I have a weird performance which I can not explain. During the training of my network, and after I am done with the calculation of my training batch, I directly go as well over the validation set and take a batch and test my model on it. So, my validation is not done on a different step from the training. But I just run a batch of the training then as well a batch of a validation.
My code looks similar to that:
for (data, targets) in tqdm(training_loader):
output = net(data)
log_p_y = log_softmax_fn(output)
loss = loss_fn(log_p_y, targets)
# Do backpropagation
val_data = itertools.cycle(val_loader)
valdata, valtargets = next(val_data)
val_output = net(valdata)
log_p_yval = log_softmax_fn(val_output)
loss_val = loss_fn(log_p_yval, valtargets)
At the end of the day, I can see that my model has both very good training and validation accuracies per epochs. However, on test data it is not as good. Moreover, the validation loss is like double of the training loss.
What may be the reasons of having poor testing accuracy at the end? I will be glad if can some one explain what I am experiencing and recommend some solutions :)

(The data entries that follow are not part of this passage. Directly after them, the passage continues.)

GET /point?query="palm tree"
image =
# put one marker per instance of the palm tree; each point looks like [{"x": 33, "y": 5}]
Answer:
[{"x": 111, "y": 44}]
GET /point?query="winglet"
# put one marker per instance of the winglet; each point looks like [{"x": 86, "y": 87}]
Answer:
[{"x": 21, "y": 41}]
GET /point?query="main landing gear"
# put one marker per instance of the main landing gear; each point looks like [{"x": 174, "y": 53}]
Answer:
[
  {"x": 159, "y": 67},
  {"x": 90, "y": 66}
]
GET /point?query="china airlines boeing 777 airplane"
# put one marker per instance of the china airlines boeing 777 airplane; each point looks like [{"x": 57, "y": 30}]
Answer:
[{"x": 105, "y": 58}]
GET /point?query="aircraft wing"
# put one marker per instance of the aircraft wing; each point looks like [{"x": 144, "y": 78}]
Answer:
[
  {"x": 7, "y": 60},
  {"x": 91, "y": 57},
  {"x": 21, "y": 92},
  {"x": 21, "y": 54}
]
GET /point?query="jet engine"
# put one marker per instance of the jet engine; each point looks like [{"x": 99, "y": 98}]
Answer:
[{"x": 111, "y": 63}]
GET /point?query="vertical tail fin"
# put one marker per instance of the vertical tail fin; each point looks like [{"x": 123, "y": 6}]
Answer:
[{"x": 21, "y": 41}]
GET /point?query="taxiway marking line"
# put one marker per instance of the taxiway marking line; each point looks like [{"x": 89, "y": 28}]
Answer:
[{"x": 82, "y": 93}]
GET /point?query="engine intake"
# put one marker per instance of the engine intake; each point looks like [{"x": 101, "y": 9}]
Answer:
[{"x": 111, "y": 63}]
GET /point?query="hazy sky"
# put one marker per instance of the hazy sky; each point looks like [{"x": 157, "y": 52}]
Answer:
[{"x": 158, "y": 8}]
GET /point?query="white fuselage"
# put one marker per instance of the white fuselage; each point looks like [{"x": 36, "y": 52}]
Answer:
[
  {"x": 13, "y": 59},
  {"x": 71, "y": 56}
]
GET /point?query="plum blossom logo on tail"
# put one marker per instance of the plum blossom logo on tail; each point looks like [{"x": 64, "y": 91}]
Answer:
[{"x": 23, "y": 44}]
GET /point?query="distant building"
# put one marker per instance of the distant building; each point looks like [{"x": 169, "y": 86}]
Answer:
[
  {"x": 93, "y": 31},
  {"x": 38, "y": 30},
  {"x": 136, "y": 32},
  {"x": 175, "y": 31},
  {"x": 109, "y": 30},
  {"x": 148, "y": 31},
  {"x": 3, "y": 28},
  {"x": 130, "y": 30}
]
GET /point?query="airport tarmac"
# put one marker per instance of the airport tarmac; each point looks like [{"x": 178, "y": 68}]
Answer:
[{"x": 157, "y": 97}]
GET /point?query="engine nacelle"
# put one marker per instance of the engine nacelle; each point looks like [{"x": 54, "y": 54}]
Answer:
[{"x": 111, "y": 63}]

Here is a picture of the training and validation losses.
And here is a picture of the training and validation accuracies.
CodePudding user response:
I am pretty sure that the reason in Unrepresentative Validation Dataset.
An unrepresentative validation dataset means that the validation dataset does not provide sufficient information to evaluate the ability of the model to generalize. This may occur if the validation dataset has too few examples as compared to the training dataset. Make sure your training and testing data are picked randomly and represent as accurately as possible the same distribution and the real distribution.
CodePudding user response:
What is your data set sizes for training, test and validation?
Over-fitting seems to be the issue here, which you can check by using Regularization techniques like L1,L2 or Dropout.